I’m reading Charles Eisenstein’s “The More Beautiful World Our Hearts Know Is Possible.” I was drawn to it’s title that is similar to a phrase I use a lot – that our brief is to “design a world we would love to live in”. Though it’s a little long on new-age polemic, it contains thought-provoking insights into a different way of being. It points to what it might take to achieve this ideal state – culturally, intellectually and spiritually. It only hints at how it might come to be designed
I wrote this piece as a margin note to a chapter titled “Scarcity”. Eisenstein relates the poverty of architectural quality in American suburbia to the many ways in which feelings of scarcity are embedded in our culture. ”Scarcity of attention. Scarcity of play. Scarcity of listening. Scarcity of dark and quiet. Scarcity of beauty.” He argues that we insert faux expressions of intimacy in places that we yearn for but are unable to get connection. For example, pornography is a substitute for emotional and physical intimacy that we need but find elusive. The former he calls “ugliness”, the latter “beauty”.
He poses this question, “How much of the ugly does it take to substitute for a lack of the beautiful?” I wrote:
The converse question is also powerful – how much beauty does it take overcome the ugly? It depends on how we conceive of beauty – if it is a veneer we apply to an ugly world then we will never have enough pretty wallpaper to cover over dirty walls. But if it is a question of the wholeness, the integrity of form of everything we create, then nothing extra is needed at all.

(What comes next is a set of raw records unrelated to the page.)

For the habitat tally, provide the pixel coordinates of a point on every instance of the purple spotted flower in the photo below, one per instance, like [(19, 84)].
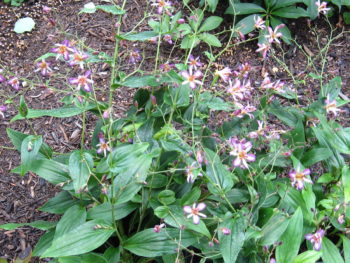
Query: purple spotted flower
[(78, 58), (298, 178), (194, 212), (82, 81), (240, 149), (191, 78), (194, 62), (103, 145), (43, 67), (63, 49), (316, 239), (14, 82)]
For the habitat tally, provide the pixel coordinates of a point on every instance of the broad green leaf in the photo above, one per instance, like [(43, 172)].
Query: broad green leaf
[(29, 151), (244, 9), (273, 229), (59, 204), (112, 9), (346, 183), (72, 218), (80, 165), (220, 178), (330, 253), (50, 170), (25, 24), (291, 239), (142, 36), (290, 12), (81, 239), (147, 243), (210, 39), (42, 225), (104, 211), (310, 256), (210, 23), (58, 113), (231, 245)]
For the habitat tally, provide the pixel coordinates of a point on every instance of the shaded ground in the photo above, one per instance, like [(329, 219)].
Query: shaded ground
[(20, 197)]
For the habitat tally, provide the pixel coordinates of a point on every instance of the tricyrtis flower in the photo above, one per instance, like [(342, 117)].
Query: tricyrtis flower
[(194, 212), (194, 62), (78, 58), (63, 50), (14, 82), (298, 178), (82, 81), (103, 145), (161, 5), (224, 74), (240, 149), (259, 22), (331, 106), (43, 67), (191, 78), (274, 34), (322, 7), (263, 49), (238, 90), (316, 239)]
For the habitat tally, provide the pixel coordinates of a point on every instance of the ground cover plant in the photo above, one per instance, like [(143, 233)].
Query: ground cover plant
[(169, 183)]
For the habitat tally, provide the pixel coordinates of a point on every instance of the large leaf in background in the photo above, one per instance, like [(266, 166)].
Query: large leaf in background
[(230, 245), (147, 243), (244, 9), (330, 252), (80, 165), (104, 211), (273, 229), (220, 179), (291, 239), (72, 218), (310, 256), (63, 112), (81, 239), (42, 225), (29, 151), (59, 204)]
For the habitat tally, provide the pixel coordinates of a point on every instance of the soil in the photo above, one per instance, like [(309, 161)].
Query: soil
[(20, 197)]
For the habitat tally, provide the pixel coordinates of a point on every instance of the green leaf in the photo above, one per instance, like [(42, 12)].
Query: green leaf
[(63, 112), (25, 24), (81, 239), (273, 229), (290, 12), (231, 245), (310, 256), (104, 211), (80, 165), (210, 23), (291, 239), (346, 183), (142, 36), (210, 39), (244, 9), (220, 178), (59, 204), (330, 253), (147, 243), (29, 151), (72, 218), (42, 225), (112, 9)]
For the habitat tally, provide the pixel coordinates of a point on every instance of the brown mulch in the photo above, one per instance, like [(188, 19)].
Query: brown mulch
[(20, 197)]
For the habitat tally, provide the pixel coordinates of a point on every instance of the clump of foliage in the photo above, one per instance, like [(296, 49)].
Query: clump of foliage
[(168, 182)]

The catch is that it takes care, attention and consideration of integrity to be invested at the time of conception of each thing, of its placement within the environment, and of it use so that it is not despoiled in time, but ages with dignity. The environments we create must be designed to accumulate the marks of lives well lived, showing the integrity of action that has continued to shape it as long as it is. Everything must be designed for use as well as usability.
What I’m saying is that it must be designed so that it doesn’t just “fit” well, but that it “wears” well…becomes worn with grace.
How are we to design things that wear gracefully? Clothing and furniture designers have created “distressed” fashions that are a wallpaper type gesture at addressing this yearning. Engineers torture test components and assemblies in acceleration chambers to assess how well their designs will withstand the stresses of time, and at what limits they will fail. But these tests focus on durability of performance and pay little mind to the integrity of experience they engender at the end of their trials.
Both these examples demonstrate that we have the ability, the techniques and inclination to design for “wear”. We simply need to turn our attention to it with broader intention; care for the lifetime experience of the thing we’re creating. We need to invest the time that it takes to achieve a broader brief than it takes to just make it work mechanistically, in a utilitarian sense.